I love gourmet chocolate dipped apples so I tried making my own "from scratch" quite a few years ago. Ugh! No wonder they cost so much at the store, it is not only the cost of ingredients but they are so labor intensive when you make everything yourself. Well, God makes the apples but you know what I mean...
So in my usual "let's break this recipe down" technique, I decided it would not be that much more expensive (and a whole lot less trouble) to purchase caramel dipped apples at the grocery store as a starter. I had one
So after a little more thought, I finally came up with this way of making them and it has worked beautifully. Read the technique through before trying it, as I offer options!
I start with store bought taffy apples! Yes, it cost a little more but not much when you consider you don't have to purchase apples and caramels separately (or make your own caramel sauce).
If you use apples purchased from the grocery store to dip into your homemade caramel sauce, you may have found it did not stick because of the coating on many store bought apples. And I usually forgot to buy them from the Farmer's Market (assuming those are not coated).
I bought two packages for 99 cents each as they were both near their "use by" date... and I was going to use them before they would go bad. Remember, this is produce!
Now, this is what makes it easy peasy. Put the entire package of your taffy apples into the freezer and set the time for 25 minutes. That way you won't forget them. I speak from experience.
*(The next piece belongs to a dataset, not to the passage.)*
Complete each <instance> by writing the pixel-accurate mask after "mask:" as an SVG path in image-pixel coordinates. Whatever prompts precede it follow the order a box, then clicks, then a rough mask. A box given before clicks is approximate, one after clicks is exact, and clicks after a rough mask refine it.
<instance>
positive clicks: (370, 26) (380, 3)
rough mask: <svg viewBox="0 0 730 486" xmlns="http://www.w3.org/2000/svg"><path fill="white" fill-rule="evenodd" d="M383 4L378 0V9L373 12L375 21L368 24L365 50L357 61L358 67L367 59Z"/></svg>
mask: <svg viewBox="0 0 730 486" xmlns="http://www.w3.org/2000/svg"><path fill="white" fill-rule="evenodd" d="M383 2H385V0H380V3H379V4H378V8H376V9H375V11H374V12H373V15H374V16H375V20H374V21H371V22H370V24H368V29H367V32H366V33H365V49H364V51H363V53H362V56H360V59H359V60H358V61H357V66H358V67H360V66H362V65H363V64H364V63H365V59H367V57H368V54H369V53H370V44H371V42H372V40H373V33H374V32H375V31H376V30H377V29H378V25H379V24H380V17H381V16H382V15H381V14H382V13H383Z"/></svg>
Melt your favorite dipping chocolate or chocolate chips in the microwave. I found 20 seconds the first go around, stir... 15 seconds, stir... then an additional 10 seconds each time until smooth. Even chocolate chips can seize up and burn so this is when patience is indeed a virtue.
The decision of what chocolate to use depends entirely on the quality you want your gourmet chocolate apples to be. For these six taffy apples, I used one package of semi-sweet chocolate chips and one-half package high quality milk chocolate chips. I'd switch that around the next time I make them, using one whole package milk chocolate chips instead.
I like using chocolate chips instead of dipping chocolate because they give a thicker result. And let's be honest, it is the chocolate we are after... not the apple. As you experiment, you will find what you like the best.
Have the chocolate chips or dipping chocolate melted and ready when the buzzer goes off at 25 minutes.
Now, see how nice that paper comes off the taffy when it has been briefly frozen? SO much easier!
This is also where your options come in! I immediately drizzle with chocolate but if you are also going to sprinkle with nuts or dip into crushed Oreos or any other additions, you have to have them ready to go, too. For the chocolate hardens almost immediately with that very cold caramel.
Either that or let the apple sit at room temp awhile but I find it much easier to work immediately and have everything ready.
First I dip the bottom of the apple in the chocolate and then turn it sideways, spooning the melted chocolate over the apple. It hardens quickly so work fast.
I tried to take photos of that process but they didn't turn out. Obviously I cannot take photos well with one hand. Sigh...
Then spoon more melted chocolate on top of the apple to seal it. Immediately sprinkle nuts or anything else you want at this time.
By the way, these do taste as good as they look!
Let the apples sit on a foil or parchment lined pan for oh... ten to twenty minutes. You do not need to butter the foil, they come off easily if you first dipped the bottom of the apple into chocolate. The apple should be as close to being completely surrounded in chocolate as you can.
You will notice above that I did not do this perfectly and some caramel shows but the food police never arrived so that is just fine. It is suppose to be a fun project, not perfect.
You can add a ribbon as I did in the first photo and tuck each apple into a cellophane gift bag.
Since I didn't have any when I took these photos, I wrapped each in foil (most of it what they had been sitting on above) and stored in the frig.
Really the only difficult part of this technique is working quickly if you plan to embellish the chocolate so it sticks. Otherwise just let the caramel apples sit awhile before dipping them in chocolate so the caramel is not cold. I say that even though I haven't tried it that way!